THE EU economy has finally shown strong signs of recovery.
The first quarter shows an encouraging Eurozone growth of 0.8 per cent, the highest rate since 2007.
It comes thanks to strong growth in France and Germany – the two largest economies in the EU – which together account for nearly half the region’s economic output.
It now means the European Commission has upgraded its growth predictions for the year, stating prospects are ‘slightly better’ than six months ago.
But problems could arise as economic recovery is still very uneven.
The spread varies from 1.5 per cent growth in Germany, 1.2 per cent growth in Sweden and one per cent in France to a retraction in Ireland and Portugal.
According to the National Statistics Institute in Madrid, Spain actually made modest economic progress with a growth of 0.3 per cent on the previous quarter.
The figures were slightly better than expected and were attributed to strong exports, making up for the weak domestic demand and high unemployment.

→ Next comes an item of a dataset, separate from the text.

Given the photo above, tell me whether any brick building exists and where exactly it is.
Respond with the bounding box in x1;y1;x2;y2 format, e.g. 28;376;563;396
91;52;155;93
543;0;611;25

Deputy Prime Minister Alfredo Perez Rubalcaba however said that the growth was ‘perfectly compatible’ with the Government’s predictions of 1.3 per cent growth this year.
Meanwhile analysts are now saying sustained strength in the German economy – which grew by 4.8 per cent in 2010 – will put pressure on Berlin to provide more financial aid to indebted euro zone partners such as Greece and Portugal.
Portugal is now the only EU country that remains officially in recession with a fall in GDP of 0.7 per cent this year so far.